Thanks to a tip from Ash Gill, who kindly provided not only excellent directions complete with distances and verifiable landmarks but actual coordinates to the very spot, I was finally able to find Polypodium amorphum. And thanks to David Wagner I was able to positively identify it, since I don’t trust myself to navigate the maze of morphological plasticity and overlap between this species and P. hesperium, a fertile tetraploid hybrid of P. amorphum and P. glycyrrhiza (Licorice Fern)
I discussed this relationship at length in my profile of Polypodium glycyrrhiza, a relationship I had been unaware of before doing the research for Licorice Fern. In fact prior to that research I had been completely unaware of how often, and by what mechanism, ferns will interbreed and form fertile hybrids. My curiosity was such that I have spent dozens of hours in the Columbia River Gorge trying to find either P. amorphum or P. hesperium, so I feel very fortunate to have stumbled across Ash’s post, and for her to be so gracious and helpful with information.

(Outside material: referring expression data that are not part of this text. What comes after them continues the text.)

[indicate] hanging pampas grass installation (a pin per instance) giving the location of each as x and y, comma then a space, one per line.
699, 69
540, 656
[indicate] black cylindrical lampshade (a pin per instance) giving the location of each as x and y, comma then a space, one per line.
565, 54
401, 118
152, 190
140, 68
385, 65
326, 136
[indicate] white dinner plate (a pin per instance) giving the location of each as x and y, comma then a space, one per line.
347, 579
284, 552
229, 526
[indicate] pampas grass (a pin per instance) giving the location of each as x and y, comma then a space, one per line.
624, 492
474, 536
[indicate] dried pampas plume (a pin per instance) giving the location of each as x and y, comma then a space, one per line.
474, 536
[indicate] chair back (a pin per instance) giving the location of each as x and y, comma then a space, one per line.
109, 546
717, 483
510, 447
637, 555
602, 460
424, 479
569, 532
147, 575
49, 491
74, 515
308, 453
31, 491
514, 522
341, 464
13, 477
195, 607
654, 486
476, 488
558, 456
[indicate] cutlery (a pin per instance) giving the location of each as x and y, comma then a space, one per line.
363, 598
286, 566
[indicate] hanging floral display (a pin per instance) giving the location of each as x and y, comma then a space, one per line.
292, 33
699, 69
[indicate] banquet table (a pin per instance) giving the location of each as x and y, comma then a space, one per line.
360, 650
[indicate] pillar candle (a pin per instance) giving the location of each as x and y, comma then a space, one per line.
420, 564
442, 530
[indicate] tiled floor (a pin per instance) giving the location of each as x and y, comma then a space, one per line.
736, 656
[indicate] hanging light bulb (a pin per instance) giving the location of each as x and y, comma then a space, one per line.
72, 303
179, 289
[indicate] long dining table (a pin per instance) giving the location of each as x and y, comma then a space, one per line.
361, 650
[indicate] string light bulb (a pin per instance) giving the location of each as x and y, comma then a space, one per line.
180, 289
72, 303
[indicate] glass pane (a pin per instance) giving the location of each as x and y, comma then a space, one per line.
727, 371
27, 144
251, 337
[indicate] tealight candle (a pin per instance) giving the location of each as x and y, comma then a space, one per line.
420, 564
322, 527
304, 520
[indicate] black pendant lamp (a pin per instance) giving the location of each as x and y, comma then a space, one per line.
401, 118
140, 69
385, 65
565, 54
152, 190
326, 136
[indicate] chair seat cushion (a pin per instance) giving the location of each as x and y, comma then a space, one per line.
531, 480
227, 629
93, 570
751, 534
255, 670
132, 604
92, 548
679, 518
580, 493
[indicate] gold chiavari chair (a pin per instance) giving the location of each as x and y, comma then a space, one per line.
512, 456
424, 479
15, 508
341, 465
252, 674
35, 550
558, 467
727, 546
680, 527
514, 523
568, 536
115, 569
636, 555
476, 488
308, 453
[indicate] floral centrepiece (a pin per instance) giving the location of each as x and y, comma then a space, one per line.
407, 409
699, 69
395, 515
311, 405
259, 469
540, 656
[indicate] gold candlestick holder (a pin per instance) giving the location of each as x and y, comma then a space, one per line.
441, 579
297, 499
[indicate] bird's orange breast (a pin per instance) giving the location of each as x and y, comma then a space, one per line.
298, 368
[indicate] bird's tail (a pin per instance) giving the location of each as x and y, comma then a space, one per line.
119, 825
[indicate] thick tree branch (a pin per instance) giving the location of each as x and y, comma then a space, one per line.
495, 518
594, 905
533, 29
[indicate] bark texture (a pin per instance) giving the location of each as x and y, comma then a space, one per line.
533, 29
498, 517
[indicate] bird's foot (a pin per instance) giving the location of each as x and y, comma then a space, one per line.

Since it appears that this fern had no ethnobotanical uses, I’d instead like to tell a human interest story regarding the nomenclature of this plant, as related by David Wagner, who was a friend of Frank Lang. It seems that noted PNW botanical pioneer Wilhelm Suksdorf found and named this taxon back in 1937. But because it appeared to be a mutant form of P. hesperium the name was not accepted. Fast forward 30+ years and Frank Lang discovers, while doing his doctoral studies, the relationship between this plant, P. glycyrrhiza, and P. hesperium. But when he goes to publish he discovers P. amorphum isn’t considered to be a valid name, and he is forced to coin Polypodium montense for this taxon.
However, the international nomenclatural committee ended up reversing their opinion on ‘monstrosities’ due to their inability to define them, and validated P. amorphum, which left Dr. Lang open to ridicule for creating a ‘superfluous’ name (which is considered to be quite bad form in taxonomy circles), by those who were clueless about the circumstances that led to it. This in turn led Frank Lang to abandon the judgemental and apparently rather snobby and cutthroat world of research, and turn instead to teaching, much to the benefit of his students at Southern Oregon University, and to the thousands of people who tuned in for his weekly radio pieces called ‘Nature Notes’. Frank Lang passed away in 2019 at the age of 82.
Description-Fairly small (fronds tend to be less than 12” long) fern with somewhat leathery, sessile pinnules; pinnules twice, or less, as long as wide, slightly to distinctly crenellated, with gently rounded to blunt tips; sori are round, and closer to the margin than to the midrib; rhizome acrid, does not taste like licorice.
Similar species–Polypodium glycyrrhiza has longer, narrower, pointed pinnules, and the root tastes of licorice; Polypodium hesperium has oval sori that are midway between the midrib and the margin; Polypodium scouleri has much larger and longer pinnules which are quite leathery, and is only found at the immediate coast; Polystichum munitum (Sword Ferns) have pinnae on short petioles; Blechnum spicant (Deer Fern) have sterile fronds with fertile stalks growing from the center of the rosette.
Habitat-Uncommon; on rock, often overhanging, and always within mats of moss.
Range-PNW endemic; found at higher elevations in the Cascades, Olympics, and Coast Range, and throughout the wetter parts of the Columbia River Gorge.
Reproductive timing-Spores released in summer and fall.
Eaten by-It is possible that it is a larval host for the moth Pseudobryomima muscosa, since that moth is known to utilize other Polypodium.
Etymology of names-Polypodium means ‘many footed’ in Latin, and refers to this genus’ propensity for springing up from rhizomes. The specific epithet amorphum is from the Greek word for ‘without form’ and my guess is that Suksdorf was referring to this fern as appearing to be a rather amorphous version of Polypodium hesperium.